For security teams building red team automation pipelines, the correct cost comparison is cost-per-T1-achieved rather than total evaluation cost. At $36,428 for 21 ACE results, Mythos delivers each T1 exploit at approximately $1,735 per successful ACE. GPT-5.5's 2 ACE results at $3,075 total represent $1,537 per ACE, making the per-exploit costs surprisingly similar. The practical distinction is that comparing model pricing across the industry shows that Mythos offers greater breadth of coverage — it can exploit vulnerability classes that GPT-5.5 cannot touch at any price point — rather than better unit economics on exploits that both models can handle.
Implications for Enterprise Security: Red Teaming, Patching, and Defense
ExploitBench's results have immediate implications for how enterprise security teams should evaluate AI-driven red teaming, vulnerability management, and defense strategy. The most important takeaway is that frontier AI models have crossed the threshold from vulnerability analysis tools into genuine exploit development capability, but only within the Mythos-class tier that is restricted to Project Glasswing partners. The vast majority of AI security tools available to enterprises run on Opus 4.7 or comparable models that cannot exceed T3 on the exploitation ladder, meaning they remain useful assistants rather than autonomous exploit engines.
Security teams should prioritize three actions based on the ExploitBench findings. First, accelerate patch deployment for browser and JavaScript engine vulnerabilities because the time between CVE disclosure and AI-generated exploit availability may be measured in hours rather than days for vulnerability classes where Mythos-class models have demonstrated proficiency. Second, evaluate whether existing red team workflows can incorporate AI-generated exploit scaffolding to accelerate human-led penetration testing, even if the AI cannot independently achieve T1 for every target. Third, monitor the ExploitBench leaderboard as additional models are evaluated and new tiers are added — the benchmark provides an objective, reproducible metric for tracking the offensive AI capability landscape over time. Enterprise AI deployment of red team tools requires careful access controls, and Coding Benchmarks have shown similar tiered performance patterns across other security evaluation frameworks.

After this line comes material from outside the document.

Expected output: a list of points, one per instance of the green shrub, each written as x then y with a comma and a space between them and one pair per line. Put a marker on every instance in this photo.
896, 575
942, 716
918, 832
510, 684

The broader implication is that ExploitBench establishes a new category of AI evaluation — offensive capability measurement — that will influence how regulators, insurers, and enterprise buyers assess AI risk. A model's ExploitBench score may become as important as its accuracy on standard benchmarks for determining whether it can be safely deployed in high-security environments. The EU AI Act's classification of high-risk AI systems may need to incorporate offensive capability tiers, and cyber insurance underwriters may begin asking about ExploitBench scores when assessing organizational AI risk exposure.
Conclusion
ExploitBench has established the first rigorous framework for measuring AI exploitation capability, and the results confirm that Claude Mythos 5 operates in a different tier from any other publicly evaluated model. The 9.90/16 average score, 21 ACE results, and the reproduction of a year-old unbroken vulnerability all point to a model that has crossed a meaningful capability threshold in offensive security. The cost is high at $36,428 for full evaluation, but the per-exploit economics are competitive with GPT-5.5 for the exploits that both models can achieve. For enterprise security teams, the path forward is clear: understand where your AI tools sit on the ExploitBench ladder, patch aggressively against vulnerability classes that Mythos-class models handle well, and monitor the benchmark as it evolves to track the accelerating pace of AI offensive capability.